Le Dr Phan est revenu sur la mesure d’interdiction du téléphone mobile au collège : ses effets sont positifs, les enfants réapprennent à interagir et à jouer ensemble dans la cour d’école… Pour autant, l’interdiction des jeux vidéo et des écrans sans dialogue avec l’enfant ne marche pas au sein du milieu familial : la restriction d’usage doit découler d’une « alliance » entre l’enfant et ses parents. « Il faut aider les parents à se repositionner, à reprendre leur place d’éducateur », a approuvé un représentant des caisses d’allocations familiales. « L’enfant doit sentir que le parent s’intéresse à lui », a conclu le Dr Phan.
La dernière partie du forum a été consacrée aux conseils et recommandations des experts :
Dr Olivier Phan :
• Comprendre que Le jeu vidéo sert de « béquille » à un adolescent en souffrance.
• Faire alliance avec son adolescent.
• Intervenir tôt. Ne pas hésiter à fixer des limites. Ne pas craindre d’adopter la position de parent.
• Respecter la signalétique PEGI (Pan European Game Information) qui indique l’âge à partir duquel un jeu vidéo est préconisé.
Pierre Cauty :
• Éduquer les familles et les élèves au bon usage des écrans.

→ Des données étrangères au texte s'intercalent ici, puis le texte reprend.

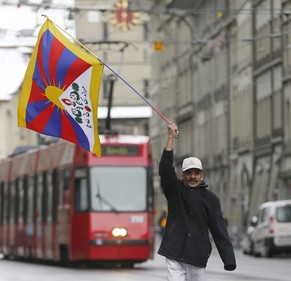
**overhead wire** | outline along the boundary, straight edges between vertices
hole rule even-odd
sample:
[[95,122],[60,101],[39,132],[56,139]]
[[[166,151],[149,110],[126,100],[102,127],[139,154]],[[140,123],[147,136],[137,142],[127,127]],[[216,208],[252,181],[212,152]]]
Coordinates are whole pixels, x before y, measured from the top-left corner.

• Accompagner davantage les enseignants dans l’utilisation des outils numériques.
• Apprendre à utiliser les outils numériques en vue de développer des compétences utiles et pour créer.
Olivier Duris :
Appliquer les balises 3, 6, 9, 12 du Dr Serge Tisseron :
• Avant 3 ans : jouer et parler avec l’enfant. Pas d’écran. Eteindre la télévision.
• De 3 à 6 ans : limiter le temps d’écran et le partager en famille.
• De 6 à 9 ans : fixer des règles d’usage claires. Créer avec les écrans. Expliquer Internet.
• De 9 à 12 ans : apprendre à l’enfant à se protéger et à protéger ses échanges.
• Après 12 ans : rester disponible. Fixer des horaires d’utilisation à respecter.
En outre, pas d’écran au réveil et avant l’école, durant les repas et avant de dormir.
Véronique Fauvinet :
• Faire en sorte que l’enfant soit un acteur, pas un spectateur.
• Comprendre qu’il a besoin de manipuler et de jouer pour agir sur son environnement.
• L’aider à développer son langage par le dialogue et l’interaction avec ses proches.
• Le laisser « s’ennuyer », pour le laisser développer sa créativité et lui faciliter l’accès à l’autonomie.
Dr Sylvie Dieu Osika :
Dix « clés » pour utiliser sans abus et de manière constructive les écrans :
1/ S’interroger sur ses propres habitudes. Etablir une charte familiale d’usage applicable par tous les membres de la famille.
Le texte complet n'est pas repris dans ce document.